Attraverso una visita guidata al campo di Natzweiler-Struhof, mentre la guida racconta in modo asettico, ma sopportabile, ciò che avveniva in quel posto, l'autore, tornato nel luogo della sua prigionia ormai vecchio, apre continue finestre sui suoi ricordi, che poi sono l'abisso di cui si diceva. Quando quel raccontare ci rende soli, sporchi, malati, annientati, torna la voce della guida del campo e ci rassicura, ci riporta alla nostra realtà, ci da una boccata di aria salubre.
Così il lettore ha il tempo di metabolizzare l'immenso carico di sensazioni che si ritrova sulle spalle, di togliere la divisa zebrata che si ritrova addosso.
Colpisce il senso di colpa che opprime l'autore, il suo sentirsi ingiustamente fortunato per aver avuto un esperienza meno cruda, meno dura di tanti altri, per quello che non è stato in grado di fare, per essere sopravvissuto. Danno un peso sul cuore le suppliche rivolte alle anime di chi non è tornato a casa, la preghiera per uno sguardo, il perdono chiesto per un colpa che non si ha.

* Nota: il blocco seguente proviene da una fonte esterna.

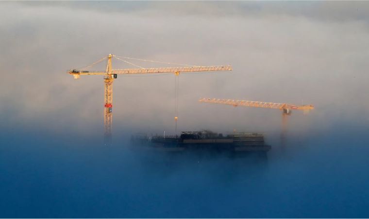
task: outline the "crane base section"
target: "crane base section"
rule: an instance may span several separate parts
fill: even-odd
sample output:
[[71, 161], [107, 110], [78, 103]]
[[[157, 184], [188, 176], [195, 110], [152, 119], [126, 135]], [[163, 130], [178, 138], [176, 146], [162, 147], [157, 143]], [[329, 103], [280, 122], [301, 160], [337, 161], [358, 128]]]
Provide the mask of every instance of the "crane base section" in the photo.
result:
[[179, 137], [136, 135], [132, 136], [131, 142], [134, 147], [168, 152], [266, 152], [271, 148], [265, 144], [261, 134], [243, 132], [223, 136], [210, 131], [184, 131]]

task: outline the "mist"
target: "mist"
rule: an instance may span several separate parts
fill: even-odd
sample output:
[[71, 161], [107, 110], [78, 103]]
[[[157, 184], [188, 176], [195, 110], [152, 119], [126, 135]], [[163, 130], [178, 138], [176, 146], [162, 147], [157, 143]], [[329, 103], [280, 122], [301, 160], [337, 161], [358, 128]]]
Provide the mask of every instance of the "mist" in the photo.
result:
[[[0, 217], [369, 217], [369, 3], [0, 6]], [[263, 133], [267, 160], [132, 150], [131, 135], [174, 134], [170, 74], [118, 76], [113, 145], [104, 146], [102, 77], [67, 72], [109, 54], [231, 64], [180, 74], [178, 129]], [[201, 97], [315, 109], [292, 112], [283, 147], [280, 110]]]

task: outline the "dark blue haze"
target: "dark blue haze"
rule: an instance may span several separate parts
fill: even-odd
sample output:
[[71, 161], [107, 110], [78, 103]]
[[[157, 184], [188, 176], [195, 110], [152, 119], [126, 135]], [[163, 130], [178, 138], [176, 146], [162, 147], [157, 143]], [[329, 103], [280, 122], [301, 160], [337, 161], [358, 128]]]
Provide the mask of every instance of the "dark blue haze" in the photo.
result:
[[367, 127], [278, 138], [268, 161], [137, 154], [129, 136], [2, 132], [1, 218], [368, 218]]

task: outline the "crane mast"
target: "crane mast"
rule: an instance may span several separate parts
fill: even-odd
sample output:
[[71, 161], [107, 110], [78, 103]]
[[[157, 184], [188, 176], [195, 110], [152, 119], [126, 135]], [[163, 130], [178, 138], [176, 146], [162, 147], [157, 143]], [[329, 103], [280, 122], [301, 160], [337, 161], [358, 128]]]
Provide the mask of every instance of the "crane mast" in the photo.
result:
[[[109, 54], [107, 57], [103, 58], [98, 62], [88, 66], [92, 66], [102, 60], [107, 58], [107, 63], [106, 65], [106, 69], [105, 71], [83, 71], [81, 70], [71, 69], [67, 72], [69, 74], [72, 75], [74, 77], [74, 79], [76, 79], [80, 78], [81, 75], [104, 75], [104, 138], [105, 145], [111, 145], [112, 143], [112, 129], [113, 123], [113, 82], [114, 79], [117, 78], [117, 74], [174, 73], [176, 75], [176, 77], [178, 77], [180, 73], [232, 70], [232, 67], [230, 65], [215, 66], [191, 66], [185, 67], [151, 68], [142, 68], [140, 69], [114, 70], [112, 68], [112, 58], [116, 57], [116, 58], [119, 59], [115, 55]], [[176, 115], [175, 115], [174, 120], [176, 121], [176, 129], [177, 120], [178, 120], [178, 117], [177, 117]]]

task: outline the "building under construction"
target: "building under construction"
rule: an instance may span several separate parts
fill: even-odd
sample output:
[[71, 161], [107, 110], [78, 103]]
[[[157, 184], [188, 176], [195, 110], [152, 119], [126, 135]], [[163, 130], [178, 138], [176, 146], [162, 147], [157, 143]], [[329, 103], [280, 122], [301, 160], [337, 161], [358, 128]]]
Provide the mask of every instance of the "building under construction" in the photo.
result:
[[150, 150], [167, 152], [202, 150], [241, 153], [266, 152], [271, 146], [265, 144], [263, 134], [238, 132], [223, 136], [210, 131], [183, 131], [180, 136], [136, 135], [133, 146]]

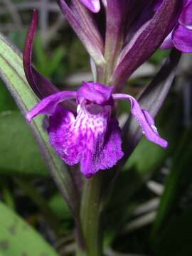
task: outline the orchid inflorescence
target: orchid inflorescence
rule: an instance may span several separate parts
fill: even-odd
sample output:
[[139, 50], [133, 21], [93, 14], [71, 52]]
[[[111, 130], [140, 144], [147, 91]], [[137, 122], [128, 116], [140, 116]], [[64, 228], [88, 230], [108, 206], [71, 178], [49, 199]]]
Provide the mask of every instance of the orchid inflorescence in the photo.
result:
[[[82, 82], [77, 91], [59, 92], [32, 66], [35, 11], [24, 48], [23, 67], [30, 85], [41, 100], [28, 112], [27, 120], [39, 114], [48, 114], [50, 144], [67, 164], [80, 164], [87, 178], [112, 168], [124, 155], [118, 121], [112, 117], [116, 100], [129, 102], [131, 114], [145, 137], [166, 148], [167, 142], [160, 137], [150, 113], [132, 96], [120, 91], [133, 72], [161, 45], [192, 51], [191, 1], [58, 2], [90, 54], [95, 80]], [[98, 26], [100, 15], [106, 17], [105, 28]], [[191, 33], [189, 39], [186, 30]]]

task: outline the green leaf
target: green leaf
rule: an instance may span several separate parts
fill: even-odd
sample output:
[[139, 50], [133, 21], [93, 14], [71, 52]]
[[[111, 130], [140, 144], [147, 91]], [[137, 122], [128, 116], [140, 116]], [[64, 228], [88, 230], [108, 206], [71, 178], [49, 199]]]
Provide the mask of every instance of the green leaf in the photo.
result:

“In questo momento vorrei dire qualcosa ai miei ex compagni, ma ho la sensazione che tutto ciò che riuscirei a dire sarebbe insincero. Io sono vivo, perciò anche i miei sentimenti più schietti sono in una certa misura impuri”.
Pahor ci racconta la crudeltà, l'insensibilità che avvolge tutto, la normalità per la morte ma anche per l'omicidio che come una valanga inarrestabile diventa genocidio. Ci racconta la fame che anestetizza dal compiere qualsiasi bassezza, ma ci racconta anche di gesti di grande generosità, di pietà, solidarietà, di un amore per l'altro che, davvero, non si pensava potessero avere residenza in questa storia.
Personalmente ciò che più mi ha colpito è il rammarico per tutto ciò che all'autore non è stato possibile fare, rammarico per un pezzo di pane mangiato, per uno sguardo mancato, una carezza non data, la colpa per una vita che sfugge tra le dita e forse si poteva prolungare.
Io ho cercato di descrivere l'abisso, ho fallito, era previsto.